[](https://github.com/tolkit/telomeric-identifier)
[](https://crates.io/crates/tidk)
[](https://bioconda.github.io/recipes/tidk/README.html)
[![DOI](https://zenodo.org/badge/DOI/10.5281/zenodo.10091385.svg)](https://doi.org/10.5281/zenodo.10091385)
# A Telomere Identification toolKit (`tidk`)

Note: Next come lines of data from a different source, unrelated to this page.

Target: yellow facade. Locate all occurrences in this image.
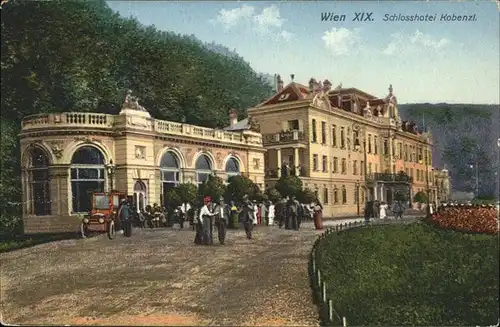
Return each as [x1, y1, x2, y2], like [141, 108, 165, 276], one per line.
[19, 106, 265, 233]
[248, 79, 448, 217]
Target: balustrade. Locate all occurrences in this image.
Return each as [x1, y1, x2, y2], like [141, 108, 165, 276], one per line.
[21, 112, 262, 147]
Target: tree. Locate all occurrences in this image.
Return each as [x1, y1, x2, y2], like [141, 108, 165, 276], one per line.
[264, 188, 281, 203]
[299, 188, 316, 204]
[413, 191, 428, 204]
[0, 0, 272, 235]
[197, 175, 226, 206]
[164, 188, 182, 209]
[176, 183, 197, 204]
[274, 175, 303, 199]
[225, 175, 259, 203]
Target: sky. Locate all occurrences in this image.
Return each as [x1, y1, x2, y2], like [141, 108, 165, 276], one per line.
[107, 1, 499, 104]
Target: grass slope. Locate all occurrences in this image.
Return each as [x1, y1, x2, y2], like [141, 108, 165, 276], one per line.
[315, 222, 499, 326]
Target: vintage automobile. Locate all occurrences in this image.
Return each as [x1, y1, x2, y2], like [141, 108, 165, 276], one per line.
[80, 191, 127, 239]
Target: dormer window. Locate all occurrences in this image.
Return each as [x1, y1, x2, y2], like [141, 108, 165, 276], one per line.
[278, 93, 290, 101]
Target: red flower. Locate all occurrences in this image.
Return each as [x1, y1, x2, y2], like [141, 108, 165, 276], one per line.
[427, 206, 499, 235]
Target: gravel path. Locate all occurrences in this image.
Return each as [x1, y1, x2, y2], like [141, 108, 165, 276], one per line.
[1, 220, 362, 326]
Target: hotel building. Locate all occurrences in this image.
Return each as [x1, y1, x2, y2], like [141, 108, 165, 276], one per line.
[244, 75, 450, 217]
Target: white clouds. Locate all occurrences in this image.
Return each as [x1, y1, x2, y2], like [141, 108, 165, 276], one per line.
[254, 5, 285, 31]
[322, 28, 361, 56]
[210, 4, 293, 42]
[383, 30, 450, 55]
[209, 5, 255, 29]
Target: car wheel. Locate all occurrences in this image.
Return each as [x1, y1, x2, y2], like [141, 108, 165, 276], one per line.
[80, 223, 88, 238]
[107, 220, 116, 239]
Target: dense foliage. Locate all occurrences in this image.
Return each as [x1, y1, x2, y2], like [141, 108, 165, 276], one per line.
[426, 205, 499, 235]
[0, 0, 272, 235]
[413, 191, 428, 203]
[275, 175, 303, 199]
[197, 175, 226, 206]
[225, 175, 262, 203]
[399, 103, 499, 198]
[314, 223, 499, 326]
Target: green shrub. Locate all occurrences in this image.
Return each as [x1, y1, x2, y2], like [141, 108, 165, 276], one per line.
[314, 222, 499, 326]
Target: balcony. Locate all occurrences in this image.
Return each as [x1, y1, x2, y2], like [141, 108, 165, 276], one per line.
[265, 166, 308, 178]
[263, 130, 305, 145]
[366, 172, 413, 184]
[20, 112, 262, 146]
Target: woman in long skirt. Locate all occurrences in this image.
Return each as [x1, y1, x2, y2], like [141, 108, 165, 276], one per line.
[313, 198, 324, 230]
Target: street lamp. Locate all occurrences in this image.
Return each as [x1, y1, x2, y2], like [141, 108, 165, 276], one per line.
[468, 156, 479, 197]
[419, 158, 431, 218]
[355, 180, 360, 216]
[105, 159, 116, 192]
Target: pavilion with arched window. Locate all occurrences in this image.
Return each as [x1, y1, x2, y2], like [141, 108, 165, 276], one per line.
[27, 147, 51, 216]
[70, 146, 106, 213]
[195, 154, 213, 184]
[225, 157, 240, 181]
[160, 151, 181, 203]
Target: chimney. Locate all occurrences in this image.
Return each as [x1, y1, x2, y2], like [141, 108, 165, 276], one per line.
[228, 109, 238, 127]
[276, 74, 284, 92]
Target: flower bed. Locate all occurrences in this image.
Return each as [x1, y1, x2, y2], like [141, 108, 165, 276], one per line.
[427, 204, 499, 235]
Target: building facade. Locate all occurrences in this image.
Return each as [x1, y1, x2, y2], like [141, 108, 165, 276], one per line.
[19, 96, 265, 233]
[247, 75, 449, 217]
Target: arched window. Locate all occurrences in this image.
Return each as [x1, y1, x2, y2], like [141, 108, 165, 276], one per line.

`tidk` is a toolkit to identify and visualise telomeric repeats for the Darwin Tree of Life genomes. `tidk` works especially well on chromosomal genomes, but can also work on PacBio HiFi reads as well (see the telomeric repeat database for many examples). There are a few modules in the tool, which may be useful to anyone investigating telomeric repeat sequences in a genome.
1. `explore` - tries to find the telomeric repeat unit in the genome.
2. `find` and `search` are essentially the same. They identify a repeat sequence in windows across the genome. `find` uses an in-built table of telomeric repeats, in `search` you supply your own.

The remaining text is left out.